A câmera de Rocha acompanha Expedito contemplativa, lenta e silenciosamente. O público é convidado a mergulhar no universo deste protagonista que tem um tempo totalmente próprio, isolado do ritmo da cidade grande que, mais que o rodear, o cerca. Contrariamente ao significado de seu próprio nome, Expedito não tem pressa. O filme também não. De sua janela ele observa uma gigantesca, barulhenta e poeirenta obra que resultará em três empreendimentos imobiliários. Ele nem liga. Ou diz não ligar. Caminha longamente pelas ruas ouvindo trechos de conversas alheias, fragmentos de programas populares de rádio e deliciosas músicas de dor de cotovelo que divide com cantores anônimos num pequeno sarau noturno promovido por um acolhedor boteco. Para onde vai Expedito? Para onde vai o filme?

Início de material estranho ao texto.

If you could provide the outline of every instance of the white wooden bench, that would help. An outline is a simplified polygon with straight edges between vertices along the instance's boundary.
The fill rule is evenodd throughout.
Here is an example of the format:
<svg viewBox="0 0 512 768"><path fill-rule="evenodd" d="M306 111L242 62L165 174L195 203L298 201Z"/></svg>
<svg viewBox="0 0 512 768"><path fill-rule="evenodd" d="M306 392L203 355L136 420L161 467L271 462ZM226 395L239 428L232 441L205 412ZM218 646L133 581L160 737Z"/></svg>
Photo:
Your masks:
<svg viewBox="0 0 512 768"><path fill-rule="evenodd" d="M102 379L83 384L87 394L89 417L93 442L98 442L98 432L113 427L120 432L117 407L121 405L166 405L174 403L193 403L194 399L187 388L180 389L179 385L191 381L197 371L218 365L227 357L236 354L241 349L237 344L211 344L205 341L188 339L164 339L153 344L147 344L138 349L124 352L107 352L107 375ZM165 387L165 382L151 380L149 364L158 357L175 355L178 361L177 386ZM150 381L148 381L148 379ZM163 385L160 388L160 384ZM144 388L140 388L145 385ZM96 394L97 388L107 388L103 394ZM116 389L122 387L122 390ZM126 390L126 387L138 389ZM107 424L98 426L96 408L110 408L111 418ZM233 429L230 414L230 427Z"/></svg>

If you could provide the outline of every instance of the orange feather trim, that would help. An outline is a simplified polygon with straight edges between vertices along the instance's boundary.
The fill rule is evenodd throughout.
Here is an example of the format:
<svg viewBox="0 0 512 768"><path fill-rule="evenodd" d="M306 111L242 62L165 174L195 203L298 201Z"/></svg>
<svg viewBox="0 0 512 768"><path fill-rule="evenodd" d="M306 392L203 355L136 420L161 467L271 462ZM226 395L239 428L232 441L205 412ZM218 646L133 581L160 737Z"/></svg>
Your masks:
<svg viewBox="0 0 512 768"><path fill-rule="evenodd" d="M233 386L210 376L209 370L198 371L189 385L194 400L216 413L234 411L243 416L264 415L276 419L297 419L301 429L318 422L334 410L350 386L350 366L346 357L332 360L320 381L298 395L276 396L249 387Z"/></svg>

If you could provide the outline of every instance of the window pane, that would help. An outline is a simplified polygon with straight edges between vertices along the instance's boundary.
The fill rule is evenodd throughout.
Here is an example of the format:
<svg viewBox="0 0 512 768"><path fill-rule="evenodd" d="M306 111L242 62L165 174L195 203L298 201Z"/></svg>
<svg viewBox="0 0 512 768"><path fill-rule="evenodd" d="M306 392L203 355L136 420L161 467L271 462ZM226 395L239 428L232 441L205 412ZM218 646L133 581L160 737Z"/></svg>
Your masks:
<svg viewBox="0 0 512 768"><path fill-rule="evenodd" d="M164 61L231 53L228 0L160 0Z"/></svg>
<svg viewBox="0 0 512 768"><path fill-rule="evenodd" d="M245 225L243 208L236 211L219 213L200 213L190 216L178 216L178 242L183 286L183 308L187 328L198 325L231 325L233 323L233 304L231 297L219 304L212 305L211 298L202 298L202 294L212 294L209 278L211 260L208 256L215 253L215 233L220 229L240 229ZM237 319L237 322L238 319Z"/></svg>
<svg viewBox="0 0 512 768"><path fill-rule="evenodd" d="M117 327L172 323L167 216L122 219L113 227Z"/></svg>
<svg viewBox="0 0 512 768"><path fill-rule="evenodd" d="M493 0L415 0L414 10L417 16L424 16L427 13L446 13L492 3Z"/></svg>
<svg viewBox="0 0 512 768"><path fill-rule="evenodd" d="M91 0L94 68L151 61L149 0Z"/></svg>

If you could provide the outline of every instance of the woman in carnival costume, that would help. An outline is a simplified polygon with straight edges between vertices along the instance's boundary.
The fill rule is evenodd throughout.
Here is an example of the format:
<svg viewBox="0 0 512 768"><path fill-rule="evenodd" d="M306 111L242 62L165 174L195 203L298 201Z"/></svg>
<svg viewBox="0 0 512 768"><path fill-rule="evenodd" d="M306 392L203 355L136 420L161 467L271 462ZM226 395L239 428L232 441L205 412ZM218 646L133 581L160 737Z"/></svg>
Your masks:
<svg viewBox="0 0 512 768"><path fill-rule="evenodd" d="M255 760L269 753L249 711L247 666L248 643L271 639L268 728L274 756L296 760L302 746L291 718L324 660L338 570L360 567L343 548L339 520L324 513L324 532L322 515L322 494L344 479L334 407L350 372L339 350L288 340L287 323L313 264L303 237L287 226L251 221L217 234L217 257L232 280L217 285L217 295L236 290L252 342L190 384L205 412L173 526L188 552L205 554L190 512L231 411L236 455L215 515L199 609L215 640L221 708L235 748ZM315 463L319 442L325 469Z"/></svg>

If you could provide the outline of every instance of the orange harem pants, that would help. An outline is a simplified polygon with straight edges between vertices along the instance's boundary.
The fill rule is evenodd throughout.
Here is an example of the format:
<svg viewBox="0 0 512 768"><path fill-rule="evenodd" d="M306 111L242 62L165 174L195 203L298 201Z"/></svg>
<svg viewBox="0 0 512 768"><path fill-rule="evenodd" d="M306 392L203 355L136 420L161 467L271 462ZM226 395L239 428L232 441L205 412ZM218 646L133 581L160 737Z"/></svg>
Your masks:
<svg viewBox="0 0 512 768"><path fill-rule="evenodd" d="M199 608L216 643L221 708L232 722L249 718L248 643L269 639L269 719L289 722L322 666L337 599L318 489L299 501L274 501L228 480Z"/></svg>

O público que se propuser a viajar na proposta intimista de Eryk será brindado com uma belíssima obra cinematográfica de grandes planos, bela fotografia do franco-uruguaio Miguel Vassy (fotógrafo também de “Waldick, pra Sempre no Meu Coração”) e um nada menos que genial trabalho de trilha sonora (do cearense Fernando Catatau), elemento fundamental dentro da própria dramaturgia do filme.

“Transeunte” é Cinema na verdadeira e maior acepção da palavra.

Celso Sabadin viajou a Brasília a convite da organização do evento.